Published online by Cambridge University Press: 05 June 2012
Human Development Index
The United Nations Development Programme (UNDP) developed an index designed to create a broader view of a country's development than using average income alone, which on the face of it takes no account of the diffusion of economic benefits through a society or other aspects of human well-being. The Human Development Index (HDI) is a simple summary measure of three dimensions of the human development concept: living a long and healthy life, being educated and having a decent standard of living. The UNDP's rationale is that:
Human development is a process of enlarging people's choices…The three essential ones are for people to lead a long and healthy life, to acquire knowledge and to have access to resources needed for a decent standard of living. If these choices are not available, many other opportunities remain inaccessible.

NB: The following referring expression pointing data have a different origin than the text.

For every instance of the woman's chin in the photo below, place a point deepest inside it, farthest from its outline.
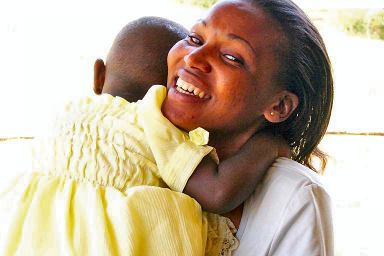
(178, 118)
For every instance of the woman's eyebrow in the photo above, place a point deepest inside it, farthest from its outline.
(233, 36)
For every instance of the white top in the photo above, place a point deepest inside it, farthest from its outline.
(288, 214)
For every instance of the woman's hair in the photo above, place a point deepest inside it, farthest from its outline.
(307, 72)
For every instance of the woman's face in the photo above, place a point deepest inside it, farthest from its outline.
(221, 77)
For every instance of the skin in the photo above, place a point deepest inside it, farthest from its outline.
(232, 57)
(237, 74)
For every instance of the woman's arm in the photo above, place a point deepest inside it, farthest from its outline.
(221, 188)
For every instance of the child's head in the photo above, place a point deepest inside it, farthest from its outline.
(138, 58)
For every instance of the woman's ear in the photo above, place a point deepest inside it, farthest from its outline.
(282, 107)
(98, 76)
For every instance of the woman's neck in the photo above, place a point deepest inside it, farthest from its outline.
(228, 144)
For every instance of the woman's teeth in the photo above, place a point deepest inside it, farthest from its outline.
(189, 89)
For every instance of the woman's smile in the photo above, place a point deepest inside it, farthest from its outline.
(190, 89)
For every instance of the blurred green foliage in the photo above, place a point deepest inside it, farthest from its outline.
(200, 3)
(362, 22)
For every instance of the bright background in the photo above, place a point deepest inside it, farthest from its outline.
(47, 51)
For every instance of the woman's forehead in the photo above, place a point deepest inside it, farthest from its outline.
(241, 19)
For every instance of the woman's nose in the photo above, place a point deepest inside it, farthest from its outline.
(198, 59)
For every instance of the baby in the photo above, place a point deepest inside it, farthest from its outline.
(99, 185)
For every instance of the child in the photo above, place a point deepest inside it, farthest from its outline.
(103, 172)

The HDI combines the three dimensions into one index, and scores each country for each year, with a summary measure between zero and one, a higher score meaning greater human development. While, as we shall see, national income correlates strongly with the HDI, the measure also gives weight to distribution and to the development of social infrastructure. Two components of the HDI – longevity and educational attainment – by their nature reflect upon the well-being of the population as a whole.
The idea of a composite scale is to go beyond the limits of individual measures to capture more of the integrity and complexity of the social experience. An intrinsic problem of constructing composite indicators is that even if all the elements can be scored satisfactorily there is always an arbitrariness about their weightings, how the components are combined into one scale.